Second quarter operating profit was $7.7 million in 2007 versus an operating loss of $27.7 million in 2006. Last year’s loss included a non-cash, pre-tax goodwill impairment charge of $36.8 million from the write-down of goodwill associated with Blyth’s North American Wholesale businesses. In addition, the BHI North American mass channel candle business experienced a loss of $5.0 million this year and $3.6 million last year. Excluding the goodwill impairment charge from last year, as well as BHI’s losses from both years, Operating income for the second quarter would have been $12.7 million this year versus $12.7 million last year. Net earnings for the second quarter were $3.2 million versus a net loss of $89.4 million a year earlier.
Net sales for the six months ending July 31, 2007 declined 7% to $505.2 million from $542.9 million reported for the same period a year ago. The sale of the BHI North American mass channel candle business had a 3 percentage point negative impact on Net Sales for the first six months. Net income for the first six months was $14.9 million compared to a net loss of $120.0 million last year. As previously noted, last year’s loss reflects the discontinued operations and the goodwill impairment charges related to Blyth’s Wholesale segment.

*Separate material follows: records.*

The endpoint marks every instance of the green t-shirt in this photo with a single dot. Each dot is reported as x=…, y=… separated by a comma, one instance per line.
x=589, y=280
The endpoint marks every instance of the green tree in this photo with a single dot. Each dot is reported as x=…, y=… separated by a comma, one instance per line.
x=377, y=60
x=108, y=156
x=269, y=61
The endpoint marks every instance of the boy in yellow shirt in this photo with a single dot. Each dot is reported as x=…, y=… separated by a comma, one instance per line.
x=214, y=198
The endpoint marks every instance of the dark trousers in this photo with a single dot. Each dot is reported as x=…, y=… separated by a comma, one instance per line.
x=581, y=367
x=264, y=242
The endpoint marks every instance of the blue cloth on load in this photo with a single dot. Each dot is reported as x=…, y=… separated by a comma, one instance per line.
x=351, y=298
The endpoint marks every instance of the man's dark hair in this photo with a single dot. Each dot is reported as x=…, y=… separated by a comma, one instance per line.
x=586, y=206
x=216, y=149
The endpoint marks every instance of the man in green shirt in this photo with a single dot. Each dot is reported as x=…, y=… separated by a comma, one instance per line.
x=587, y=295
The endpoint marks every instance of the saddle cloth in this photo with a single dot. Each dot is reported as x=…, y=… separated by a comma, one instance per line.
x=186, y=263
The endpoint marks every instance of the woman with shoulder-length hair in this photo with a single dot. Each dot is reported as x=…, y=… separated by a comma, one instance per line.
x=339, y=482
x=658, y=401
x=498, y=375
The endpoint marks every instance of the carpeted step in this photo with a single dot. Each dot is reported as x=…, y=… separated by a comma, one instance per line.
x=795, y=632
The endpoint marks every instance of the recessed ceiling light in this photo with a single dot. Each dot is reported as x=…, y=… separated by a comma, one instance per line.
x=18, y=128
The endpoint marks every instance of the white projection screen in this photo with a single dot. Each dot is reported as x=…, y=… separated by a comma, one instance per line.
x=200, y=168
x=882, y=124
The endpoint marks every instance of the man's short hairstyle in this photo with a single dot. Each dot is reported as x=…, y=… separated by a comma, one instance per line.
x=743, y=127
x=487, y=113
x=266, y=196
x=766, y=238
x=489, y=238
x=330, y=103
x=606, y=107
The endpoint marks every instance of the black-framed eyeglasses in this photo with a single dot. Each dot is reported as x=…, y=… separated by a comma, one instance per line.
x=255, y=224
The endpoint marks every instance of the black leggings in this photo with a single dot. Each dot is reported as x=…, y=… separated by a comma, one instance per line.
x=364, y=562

"During the second quarter, which is typically the smallest quarter for the company, we were able to control costs aggressively, resulting in improved year-to-date operating profit versus last year," said Robert B. Goergen, chairman of the board and CEO, Blyth. "We are seeing the effects of continued weakness in the housing sector, resulting in softness in home decor purchases, as well as overall lower discretionary consumer spending that may relate to higher gasoline prices. We will endeavor to offset the impact of these forces with continued expense management and selective promotional activity."
Management reaffirmed fiscal year 2008 guidance of earnings of $1.02 - $1.12 per share, or $1.32 - $1.37 per share excluding restructuring and impairment charges.
"We anticipate continued gross margin improvement versus last year, which is expected to offset the effects of the soft sales environment that we may experience, as well as upward pressure on commodity costs," said Goergen.